The material needs to be easier and more intuitive. Last assignment shall have some additional steps to help the student to solve it. and also to involve him more

By Soran G

Dec 9, 2019

The size of different variables has not been clearly spelled out so this makes the concept confusing and requires so much time to figure them out.

By Alessandro o

May 14, 2020

It was quite difficult for me to follow. The concepts are explained very quickly and can be though. I found exercises very helpful though.

By MOHD F U

Feb 12, 2020

Need a clear explanation of topics with a way to code as explained by Andrew NG in Neural networks and deep learning by deeplearning.ai

By Kun C H

Oct 29, 2019

Explica las cosas muy por encima, no va al detalle, las prácticas un pelín difícil para gente que empieza.

By mehryar m

Jul 16, 2021

It was quite comperhensive and intuitive one !

By KAUSHIKKUMAR K R

Sep 27, 2020

I automatically transferred to Auditing mode.

By Vadim A

Apr 14, 2020

More explanations to theory would be nice.

By Jeel V

Jun 13, 2020

More details in teaching concepts

By Marju P

Jul 30, 2021

The course was disappointing for two reasons: poor instruction and poor content.

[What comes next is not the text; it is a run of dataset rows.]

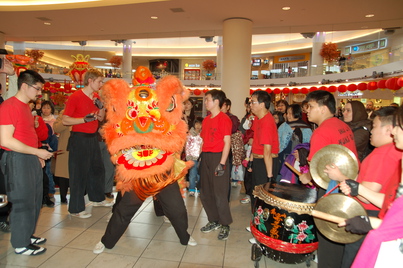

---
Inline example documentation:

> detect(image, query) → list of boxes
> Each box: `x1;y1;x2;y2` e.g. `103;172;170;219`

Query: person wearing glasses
0;70;53;255
62;69;113;219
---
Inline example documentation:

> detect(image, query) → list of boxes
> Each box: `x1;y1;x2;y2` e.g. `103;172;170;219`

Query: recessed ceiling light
90;58;107;61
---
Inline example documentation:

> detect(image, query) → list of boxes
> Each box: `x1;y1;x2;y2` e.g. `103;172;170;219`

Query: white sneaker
92;200;114;207
70;211;92;219
188;237;197;247
92;242;105;254
162;216;171;223
241;195;250;204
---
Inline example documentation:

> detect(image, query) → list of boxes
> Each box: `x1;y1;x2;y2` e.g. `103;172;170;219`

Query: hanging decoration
320;42;340;62
68;54;91;89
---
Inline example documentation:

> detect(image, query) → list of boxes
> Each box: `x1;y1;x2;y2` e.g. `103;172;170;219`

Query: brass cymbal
314;194;367;244
309;144;358;189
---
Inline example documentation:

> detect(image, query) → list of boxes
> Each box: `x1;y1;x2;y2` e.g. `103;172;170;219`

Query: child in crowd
185;117;203;196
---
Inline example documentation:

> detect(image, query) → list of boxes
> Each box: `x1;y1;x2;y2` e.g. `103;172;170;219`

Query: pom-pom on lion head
102;66;189;199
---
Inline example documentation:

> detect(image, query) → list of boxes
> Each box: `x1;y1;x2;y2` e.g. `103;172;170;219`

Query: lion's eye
138;90;150;99
166;97;176;112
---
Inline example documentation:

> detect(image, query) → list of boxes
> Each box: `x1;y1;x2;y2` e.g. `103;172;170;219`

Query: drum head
309;144;358;189
314;194;367;244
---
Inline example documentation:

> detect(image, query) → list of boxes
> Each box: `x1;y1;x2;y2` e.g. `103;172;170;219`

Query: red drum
251;183;318;264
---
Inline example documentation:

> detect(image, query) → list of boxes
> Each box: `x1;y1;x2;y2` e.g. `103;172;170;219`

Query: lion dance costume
97;67;192;248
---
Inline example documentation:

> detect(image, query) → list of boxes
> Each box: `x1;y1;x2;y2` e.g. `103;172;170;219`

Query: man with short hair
0;70;52;255
199;89;232;240
63;69;113;218
299;90;358;268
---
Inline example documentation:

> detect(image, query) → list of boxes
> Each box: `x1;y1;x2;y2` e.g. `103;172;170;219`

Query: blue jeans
189;160;200;192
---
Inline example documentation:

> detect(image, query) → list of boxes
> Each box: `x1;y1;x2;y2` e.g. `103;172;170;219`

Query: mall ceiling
0;0;403;66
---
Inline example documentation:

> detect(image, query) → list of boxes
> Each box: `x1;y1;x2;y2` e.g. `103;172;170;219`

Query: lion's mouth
117;145;172;170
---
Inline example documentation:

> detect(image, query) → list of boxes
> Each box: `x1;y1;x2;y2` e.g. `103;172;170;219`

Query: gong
313;194;367;244
309;144;358;189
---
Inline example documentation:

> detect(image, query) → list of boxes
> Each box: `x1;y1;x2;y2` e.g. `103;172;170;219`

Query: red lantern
386;77;401;90
378;79;386;88
357;83;368;91
328;86;337;92
367;81;378;90
347;84;357;91
68;54;91;89
337;85;347;92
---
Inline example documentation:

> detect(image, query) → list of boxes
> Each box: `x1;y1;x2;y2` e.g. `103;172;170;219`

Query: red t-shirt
200;112;232;153
0;97;38;151
64;90;99;133
252;113;280;155
357;142;402;210
378;166;402;219
308;117;359;161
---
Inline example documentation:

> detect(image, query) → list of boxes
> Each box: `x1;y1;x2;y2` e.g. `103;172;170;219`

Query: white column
122;40;133;79
215;36;223;80
221;18;253;118
310;32;326;75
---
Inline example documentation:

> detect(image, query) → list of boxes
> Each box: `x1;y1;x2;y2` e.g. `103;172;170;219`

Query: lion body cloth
102;66;192;200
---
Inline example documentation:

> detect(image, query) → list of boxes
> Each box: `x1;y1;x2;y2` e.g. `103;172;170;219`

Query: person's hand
338;216;373;235
34;116;39;128
246;161;253;172
339;181;351;195
345;179;360;196
299;172;312;184
84;113;97;123
214;164;225;176
36;149;53;160
323;164;345;182
94;98;104;109
38;157;45;168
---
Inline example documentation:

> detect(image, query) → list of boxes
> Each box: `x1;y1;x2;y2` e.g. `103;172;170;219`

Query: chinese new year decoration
320;42;340;62
68;54;91;88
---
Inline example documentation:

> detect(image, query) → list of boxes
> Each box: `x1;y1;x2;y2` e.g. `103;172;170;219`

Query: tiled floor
0;187;316;268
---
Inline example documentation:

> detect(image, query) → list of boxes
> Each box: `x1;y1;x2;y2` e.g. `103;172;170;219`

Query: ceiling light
90;58;107;61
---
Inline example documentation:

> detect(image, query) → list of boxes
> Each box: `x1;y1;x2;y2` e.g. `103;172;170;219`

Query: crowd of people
0;70;403;267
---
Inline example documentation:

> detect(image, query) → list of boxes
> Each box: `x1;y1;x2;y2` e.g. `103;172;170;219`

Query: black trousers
68;132;105;213
200;152;232;225
1;151;43;248
101;182;190;249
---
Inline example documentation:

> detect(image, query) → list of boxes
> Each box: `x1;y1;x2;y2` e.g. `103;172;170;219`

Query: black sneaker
217;225;229;240
14;244;46;256
200;221;221;233
0;221;11;233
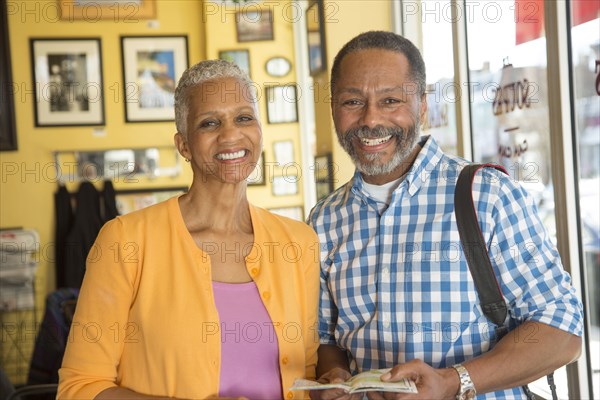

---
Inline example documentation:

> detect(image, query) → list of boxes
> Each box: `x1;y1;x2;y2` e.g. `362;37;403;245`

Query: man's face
332;49;427;184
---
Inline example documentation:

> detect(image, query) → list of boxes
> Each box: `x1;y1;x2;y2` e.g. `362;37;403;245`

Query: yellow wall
0;0;205;383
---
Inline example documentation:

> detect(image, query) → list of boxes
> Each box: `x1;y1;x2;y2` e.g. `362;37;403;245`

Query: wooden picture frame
219;49;251;76
0;2;17;151
265;85;298;124
58;0;156;23
235;9;273;43
271;176;298;196
121;35;188;122
246;151;267;186
306;0;327;76
265;56;292;78
29;38;104;127
273;140;294;167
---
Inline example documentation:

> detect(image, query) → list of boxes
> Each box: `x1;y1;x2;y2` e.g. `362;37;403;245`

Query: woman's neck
179;184;252;233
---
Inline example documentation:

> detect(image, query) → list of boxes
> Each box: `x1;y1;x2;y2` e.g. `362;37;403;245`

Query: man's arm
380;322;581;399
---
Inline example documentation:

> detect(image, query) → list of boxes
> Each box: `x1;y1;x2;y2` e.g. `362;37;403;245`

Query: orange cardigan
58;198;319;399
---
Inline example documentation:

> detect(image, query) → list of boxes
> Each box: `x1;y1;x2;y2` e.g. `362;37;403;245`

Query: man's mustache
344;125;404;140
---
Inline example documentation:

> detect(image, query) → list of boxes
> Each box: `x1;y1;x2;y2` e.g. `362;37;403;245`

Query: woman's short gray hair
175;60;258;135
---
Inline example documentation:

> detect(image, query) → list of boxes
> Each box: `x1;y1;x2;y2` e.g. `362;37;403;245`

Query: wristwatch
452;364;477;400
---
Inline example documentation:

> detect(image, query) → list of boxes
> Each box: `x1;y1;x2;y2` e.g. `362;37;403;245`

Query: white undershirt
363;175;405;205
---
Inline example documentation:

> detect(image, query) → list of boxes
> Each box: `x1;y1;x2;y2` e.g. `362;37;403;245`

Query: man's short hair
331;31;426;96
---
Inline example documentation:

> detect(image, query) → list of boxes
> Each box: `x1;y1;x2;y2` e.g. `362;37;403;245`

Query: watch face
265;57;292;76
463;389;476;400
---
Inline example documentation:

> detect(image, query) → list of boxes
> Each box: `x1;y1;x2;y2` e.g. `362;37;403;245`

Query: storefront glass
570;0;600;399
463;0;568;398
420;0;460;154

I was expecting a high quality course from Coursera, but was instead finding myself with instructors that simply read a textbook to you. The instructors did not provide any added value. They read the book, even used the exact same examples and slides as in the book. Moreover, this was done in a a boring monotone way. The instructors seemed frozen still, eyes glazed over (with boredom?) with the exception of their lips that moved as they read the slides. Good instruction includes giving more value than just reading a book: new and different examples, different explanations, or at least different wording, personal commentary, sharing own intuition, and linking material to the broader world, making connections between ideas. All of this was missing. Furthermore, the course is not inclusive. The few examples that were chosen were applications to chess and golf. In other words, activities of the privileged few. RL is highly relevant in our world where AI solutions are springing up in all areas of life. There is a wealth of examples that are relatable to a wide variety of people. Instead, by choosing golf and chess, the instructors are alienating the majority of their students. This is in stark contract to Coursera's own mission of expanding and promoting access to high quality education for ALL people regardless of their background (including socio-economic background). The course could be improved by adding content (commentary, explanations, examples, discussions) that has not appeared in the book. Relating this content in a student friendly manner (not monotonically reading slides). In short, the instructors should follow the basics of modern provably effective teaching practices.

By Hung N

Oct 9, 2023

The videos are most likely talk about the content in the book without any extra value in explanation. For me, it took a lot of effort to read the book, refers other resources to understand the content.